Michelle Chan, a PhD Candidate in the Department of Psychology, has been researching how the stimuli projected by billboards affects a person’s driving. The project has discovered that erotic images, such as a woman in a bikini, and graphic images, such as child abuse, violence, or the harms of smoking, tend to affect drivers’ attention in different ways.

Chan, who works in the U of A Attention and Action Lab, began her research in 2009 using a driving simulator.
She said they started off by using single words, which were placed on the billboards in the simulator. The second stage involves using images.

“In research you always use more basic stimuli before going into the more complex stimuli,” she said.

The study involves associating three types of stimuli — positive, negative and neutral — to billboards. Words like “table,” and “chair” were used as neutral words, while words such as “beach” and “sunshine” were used as positive stimuli.

Among the student participants, negative words such as “abuse”’ “cancer” and “reject” made drivers take more time to glance at the billboards, leading to more lane deviation and slower driving.

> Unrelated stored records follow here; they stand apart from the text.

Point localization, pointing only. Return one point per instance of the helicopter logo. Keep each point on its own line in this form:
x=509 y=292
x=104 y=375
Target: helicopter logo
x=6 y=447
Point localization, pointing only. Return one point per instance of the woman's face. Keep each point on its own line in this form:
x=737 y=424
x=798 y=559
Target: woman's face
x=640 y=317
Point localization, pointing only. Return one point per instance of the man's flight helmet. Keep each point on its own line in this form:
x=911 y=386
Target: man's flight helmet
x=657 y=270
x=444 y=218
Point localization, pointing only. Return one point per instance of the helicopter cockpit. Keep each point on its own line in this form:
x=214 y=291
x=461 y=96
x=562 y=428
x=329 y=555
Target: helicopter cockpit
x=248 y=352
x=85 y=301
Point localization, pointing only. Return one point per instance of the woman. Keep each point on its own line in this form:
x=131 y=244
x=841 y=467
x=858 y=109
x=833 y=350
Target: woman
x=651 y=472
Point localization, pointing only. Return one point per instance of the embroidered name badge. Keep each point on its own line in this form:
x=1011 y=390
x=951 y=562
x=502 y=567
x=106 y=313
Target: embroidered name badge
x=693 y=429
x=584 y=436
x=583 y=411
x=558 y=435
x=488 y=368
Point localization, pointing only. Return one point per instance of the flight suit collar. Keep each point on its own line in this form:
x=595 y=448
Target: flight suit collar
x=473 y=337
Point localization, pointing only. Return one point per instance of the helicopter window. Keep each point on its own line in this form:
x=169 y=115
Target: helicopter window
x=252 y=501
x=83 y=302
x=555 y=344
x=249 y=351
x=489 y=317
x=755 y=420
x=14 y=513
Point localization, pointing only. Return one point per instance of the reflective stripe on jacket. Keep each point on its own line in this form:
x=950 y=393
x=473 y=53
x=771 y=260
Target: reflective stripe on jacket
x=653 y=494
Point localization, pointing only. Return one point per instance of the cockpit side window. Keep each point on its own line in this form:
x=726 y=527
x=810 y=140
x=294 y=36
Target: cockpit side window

On the other hand, positive stimuli appeared to spark some form of “emotional arousal” as participants sped up when they saw positive-message billboards. Chan said the neutral stimuli seemed to have little to no effect.

Similar results were seen when they applied the same concept to auditory words that the participants heard from the speakers of the car simulation.

“It might be a good idea to know that these types of stimuli can have an effect on your driving performance,” she said.

She mentioned how other studies have looked at music’s effect on driving. She said even in those research projects, happy music caused people to speed up, while negative stories on radio caused people to slow down and pay more attention to their driving while listening.

Drivers are most careless when surrounded by negative stimuli in comparison to positive stimuli, Chan said. As a result, negative news stories or billboards utilizing shock advertising may be more dangerous to drivers.

“People pay more attention to the billboards at the expense of their driving,” she said. “But I would say that negative images have an impairing effect.”

A memory recall exercise done after the simulation runs revealed that most participants recalled more positive and negative words in comparison to the neutral words.

The purpose of advertisements is to draw attention, Chan said. Neutral images are “boring,” which is why advertisers tend to go for positive or negative images on their billboards.

Chan began the project because she wanted to add her own angle to studies that already look at whether billboards and emotion distract drivers.

Her study will continue until this summer, when she will have completed testing the effects of billboards with images. Right now, she is researching whether swear words and sexual words have any effect on the emotional stimulation of drivers. She said that so far the results are strange because there are few lane deviations.

“Because these (swear) words capture so much attention, it may be that drivers are overcompensating by driving carefully,” she said.